Tinha os olhos vermelhos e as olheiras pareciam mais acentuadas. Seus lábios formaram um sorriso fraco.

—-Obrigada.

—-Então, me diga. Qual o problema?

—-Susana está tentando convencer Pedro a me pedir em casamento.

O rosto de Lúcia tornou-se tão vermelho quanto seus cabelos.

—-O quê?! Não acredito que ela está fazendo isso!- Vale manteu-se em silêncio.- Susana e suas ideias birutas.

—-Acha biruta eu me casar com Pedro?- havia um tom magoado em Vale.

—-Claro que não! Você gosta dele. Isso seria bom, se a vontade viesse de Pedro também. O que me incomoda é o fato de Susana querer que isso aconteça depressa. Ela pouco se importa com o sentimento das pessoas. Tudo que ela quer é manter as boas aparências e isso me irrita profundamente. Ela vive me enchendo de conselhos sobre os príncipes da Arquelândia.- revirou os olhos.- Se incomoda com a vida dos outros, mas com a própria não.

Valentina continuou calada. Lúcia suspirou.

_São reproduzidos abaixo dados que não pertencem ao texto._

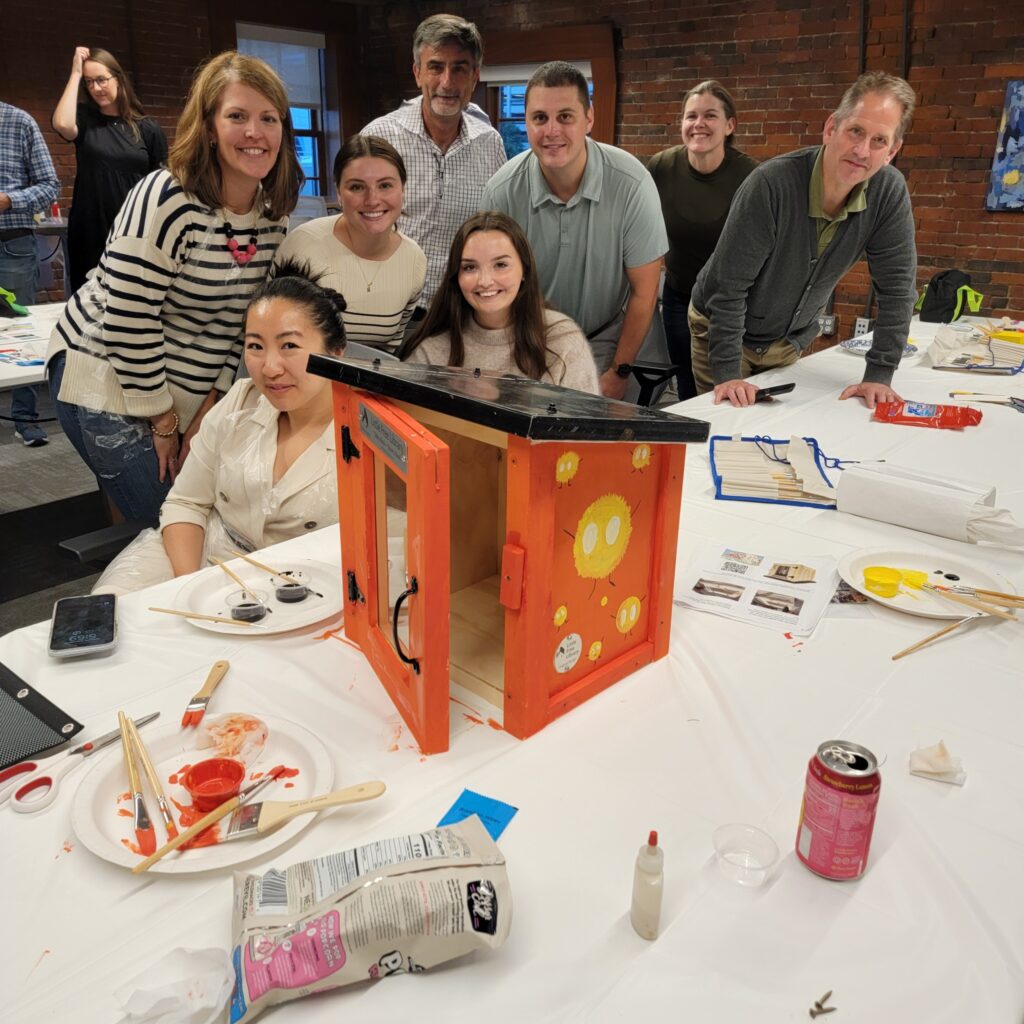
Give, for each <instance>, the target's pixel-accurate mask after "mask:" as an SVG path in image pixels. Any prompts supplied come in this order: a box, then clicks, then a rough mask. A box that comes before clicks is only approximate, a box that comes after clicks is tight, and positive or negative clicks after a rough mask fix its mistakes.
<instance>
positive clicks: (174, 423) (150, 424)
mask: <svg viewBox="0 0 1024 1024" xmlns="http://www.w3.org/2000/svg"><path fill="white" fill-rule="evenodd" d="M171 416H173V417H174V426H173V427H171V429H170V430H158V429H157V425H156V424H155V423H153V422H152V421H151V422H150V430H151V431H152V432H153V433H154V434H155V435H156V436H157V437H173V436H174V435H175V434H176V433H177V432H178V414H177V413H171Z"/></svg>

—-Vale, não me interprete mal. Eu adoraria e apoiaria de todo bom grado um casamento entre você e meu irmão, mas não acho que um casamento forçado fosse ser algo bom. Gosto de casamentos com sentimentos, e não baseado em políticas.

—-Sim, eu concordo.

—-Além de que entre você e meu irmão, não duvido que algo de bom acontecesse.- acrescentou e sorriu. Porém, Vale não retribuiu.

—-Não foi isso que ouvi.

—-Como assim?

—-Pedro disse que jamais se casaria comigo. Que eu era uma criança.- e fitou as mãos raladas de tanto divertir-se com os cavalos e espadas. Sorriu amargamente. Talvez até tenha razão.

—-Pedro disse isso?- Vale apenas balançou a cabeça, confirmando.- Mas eu achava que... ele pudesse gostar de você.- murmurou, desconcertada.

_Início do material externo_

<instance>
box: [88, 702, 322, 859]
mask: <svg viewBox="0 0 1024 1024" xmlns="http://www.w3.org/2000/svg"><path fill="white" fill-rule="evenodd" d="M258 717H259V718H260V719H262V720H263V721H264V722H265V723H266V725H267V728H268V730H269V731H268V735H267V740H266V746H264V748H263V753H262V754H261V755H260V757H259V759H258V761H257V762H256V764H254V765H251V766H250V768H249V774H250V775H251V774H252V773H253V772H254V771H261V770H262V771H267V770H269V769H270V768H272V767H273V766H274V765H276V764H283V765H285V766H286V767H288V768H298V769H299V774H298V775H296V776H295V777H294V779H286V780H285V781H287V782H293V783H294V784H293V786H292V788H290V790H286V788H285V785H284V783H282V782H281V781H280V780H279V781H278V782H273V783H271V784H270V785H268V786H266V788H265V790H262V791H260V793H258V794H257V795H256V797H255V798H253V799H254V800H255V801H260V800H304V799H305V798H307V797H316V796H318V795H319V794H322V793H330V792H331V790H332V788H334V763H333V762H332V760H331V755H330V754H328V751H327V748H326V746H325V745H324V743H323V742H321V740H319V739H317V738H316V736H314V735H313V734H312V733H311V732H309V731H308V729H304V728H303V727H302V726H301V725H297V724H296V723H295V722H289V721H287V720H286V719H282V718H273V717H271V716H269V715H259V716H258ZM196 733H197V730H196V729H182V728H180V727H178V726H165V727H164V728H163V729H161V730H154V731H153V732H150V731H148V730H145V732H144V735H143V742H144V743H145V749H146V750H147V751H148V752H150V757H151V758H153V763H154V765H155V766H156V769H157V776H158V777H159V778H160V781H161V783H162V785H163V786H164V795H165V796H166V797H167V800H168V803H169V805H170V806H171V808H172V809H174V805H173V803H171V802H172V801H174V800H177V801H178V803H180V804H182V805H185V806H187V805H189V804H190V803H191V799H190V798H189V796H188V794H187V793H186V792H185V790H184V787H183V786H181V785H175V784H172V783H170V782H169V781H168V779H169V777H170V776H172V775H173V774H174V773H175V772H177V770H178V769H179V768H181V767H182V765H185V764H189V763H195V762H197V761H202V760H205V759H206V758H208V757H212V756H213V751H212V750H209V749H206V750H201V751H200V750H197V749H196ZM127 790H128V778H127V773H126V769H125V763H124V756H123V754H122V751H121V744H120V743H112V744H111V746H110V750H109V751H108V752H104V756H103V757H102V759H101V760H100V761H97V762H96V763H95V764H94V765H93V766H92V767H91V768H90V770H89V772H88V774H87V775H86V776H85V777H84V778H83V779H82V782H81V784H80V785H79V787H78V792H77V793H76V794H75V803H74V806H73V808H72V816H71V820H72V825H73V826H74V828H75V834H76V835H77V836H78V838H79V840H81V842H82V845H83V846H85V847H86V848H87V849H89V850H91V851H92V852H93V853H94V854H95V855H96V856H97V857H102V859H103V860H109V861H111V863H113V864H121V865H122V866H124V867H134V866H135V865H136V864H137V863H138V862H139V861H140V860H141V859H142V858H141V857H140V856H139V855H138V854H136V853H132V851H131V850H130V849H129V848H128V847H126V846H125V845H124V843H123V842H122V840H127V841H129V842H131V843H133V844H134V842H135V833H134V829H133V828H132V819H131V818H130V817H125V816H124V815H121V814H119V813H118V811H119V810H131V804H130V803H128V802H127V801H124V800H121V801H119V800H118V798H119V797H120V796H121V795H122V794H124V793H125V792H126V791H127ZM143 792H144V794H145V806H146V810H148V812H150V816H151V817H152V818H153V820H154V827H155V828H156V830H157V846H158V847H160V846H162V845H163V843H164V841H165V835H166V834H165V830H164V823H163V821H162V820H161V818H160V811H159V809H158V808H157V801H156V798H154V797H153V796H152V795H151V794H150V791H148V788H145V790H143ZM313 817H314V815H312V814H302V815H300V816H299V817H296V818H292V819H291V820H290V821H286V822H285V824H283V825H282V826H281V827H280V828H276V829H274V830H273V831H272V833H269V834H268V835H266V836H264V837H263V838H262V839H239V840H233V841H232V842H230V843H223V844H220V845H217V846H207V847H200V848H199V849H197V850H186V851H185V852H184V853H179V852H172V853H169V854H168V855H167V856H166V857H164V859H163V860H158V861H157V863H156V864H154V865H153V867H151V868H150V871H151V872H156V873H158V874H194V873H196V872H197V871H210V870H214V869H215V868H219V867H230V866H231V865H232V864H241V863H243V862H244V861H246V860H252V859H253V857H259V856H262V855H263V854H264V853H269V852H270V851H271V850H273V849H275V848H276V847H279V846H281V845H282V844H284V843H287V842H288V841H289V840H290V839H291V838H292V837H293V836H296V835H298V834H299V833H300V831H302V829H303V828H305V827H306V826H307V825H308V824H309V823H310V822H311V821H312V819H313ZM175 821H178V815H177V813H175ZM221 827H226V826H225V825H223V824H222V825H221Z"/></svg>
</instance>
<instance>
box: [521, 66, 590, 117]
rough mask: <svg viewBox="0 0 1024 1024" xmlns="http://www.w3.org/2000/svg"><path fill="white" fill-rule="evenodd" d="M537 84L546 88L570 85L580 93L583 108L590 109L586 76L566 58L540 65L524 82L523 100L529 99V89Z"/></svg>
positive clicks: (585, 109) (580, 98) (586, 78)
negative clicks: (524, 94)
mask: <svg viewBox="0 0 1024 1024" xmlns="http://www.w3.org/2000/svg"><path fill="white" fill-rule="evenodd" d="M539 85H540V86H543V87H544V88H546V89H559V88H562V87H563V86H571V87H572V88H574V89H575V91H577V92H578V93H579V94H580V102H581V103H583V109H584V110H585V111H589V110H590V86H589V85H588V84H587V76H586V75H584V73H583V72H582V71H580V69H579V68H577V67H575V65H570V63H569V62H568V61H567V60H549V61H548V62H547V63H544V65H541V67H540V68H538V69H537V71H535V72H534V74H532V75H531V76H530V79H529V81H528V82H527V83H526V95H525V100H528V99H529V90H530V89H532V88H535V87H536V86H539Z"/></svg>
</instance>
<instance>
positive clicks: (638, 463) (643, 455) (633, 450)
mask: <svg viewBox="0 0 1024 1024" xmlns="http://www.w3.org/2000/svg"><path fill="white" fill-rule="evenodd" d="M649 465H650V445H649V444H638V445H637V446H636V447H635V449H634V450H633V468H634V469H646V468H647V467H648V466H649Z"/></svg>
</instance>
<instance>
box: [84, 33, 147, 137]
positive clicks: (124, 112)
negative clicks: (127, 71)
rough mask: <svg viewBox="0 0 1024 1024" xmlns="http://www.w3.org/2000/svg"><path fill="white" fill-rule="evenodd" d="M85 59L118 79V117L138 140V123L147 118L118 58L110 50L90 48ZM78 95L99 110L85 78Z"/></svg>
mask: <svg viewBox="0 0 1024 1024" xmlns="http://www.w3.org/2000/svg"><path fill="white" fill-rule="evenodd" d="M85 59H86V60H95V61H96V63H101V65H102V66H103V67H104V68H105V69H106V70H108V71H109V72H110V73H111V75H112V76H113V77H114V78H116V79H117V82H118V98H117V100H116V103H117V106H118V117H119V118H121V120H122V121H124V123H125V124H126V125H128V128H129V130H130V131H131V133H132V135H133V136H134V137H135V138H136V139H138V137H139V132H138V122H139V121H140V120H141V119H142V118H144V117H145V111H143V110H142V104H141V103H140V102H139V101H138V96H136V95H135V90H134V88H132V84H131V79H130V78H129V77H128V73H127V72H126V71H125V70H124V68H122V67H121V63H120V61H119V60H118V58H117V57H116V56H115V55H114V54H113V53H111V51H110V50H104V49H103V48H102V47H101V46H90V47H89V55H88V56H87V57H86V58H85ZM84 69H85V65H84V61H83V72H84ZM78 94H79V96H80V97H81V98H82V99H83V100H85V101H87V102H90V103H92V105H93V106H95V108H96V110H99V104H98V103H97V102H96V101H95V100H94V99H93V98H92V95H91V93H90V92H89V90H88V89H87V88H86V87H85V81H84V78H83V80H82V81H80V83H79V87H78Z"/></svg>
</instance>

—-No fundo, eu também. Mas acho que todos tem suas ilusões desfeitas, não?- deu de ombros. Porém, sentiu as forças esvaírem e deixou mais algumas lágrimas rolarem.

—-Ah, Vale!- e Lúcia apressou-se para abraçá-la.- Está tudo bem. Meu irmão é um imbecil. Impressiona-me que seja mais que Edmundo.- a morena riu baixinho.- Olhe para mim.- e ela o fez.- Não fique assim. Ele não merece suas lágrimas.

—-Sei que não. E já sei o que vou fazer.- e exibiu um sorriso acompanhada de um brilho esperto nos olhos.

Lúcia revirou os olhos.

—-E por que não estou surpresa? O que vai fazer?

—-Seguirei em frente. Pedro não é o único homem em Nárnia ou qualquer outro lugar.

—-E de onde tirou essa força?

—-Ando lendo alguns romances distintos.- explicou e balançou um livro na mão.- E não, não serei uma Julieta enfadonha que espera por seu Romeu. Basta de Shakespeare.

Lúcia jogou a cabeça para trás e riu.

—-Gostei disso, mas não insulte Shakespeare. Era um bom romancista.

—-Sim, mas não sou uma Julieta. E não serei enfadonha.- deixou o livro na mesa de canto e levantou-se.- Concorda comigo?

—-Mais do que nunca. Ah, e Vale.

—-Sim?

—-Se for possível, quebre a cara do meu irmão.

—-E como eu faria isso?

Lúcia sorriu.

—-Lembre-se: Quinze anos é uma idade que nunca esquecemos.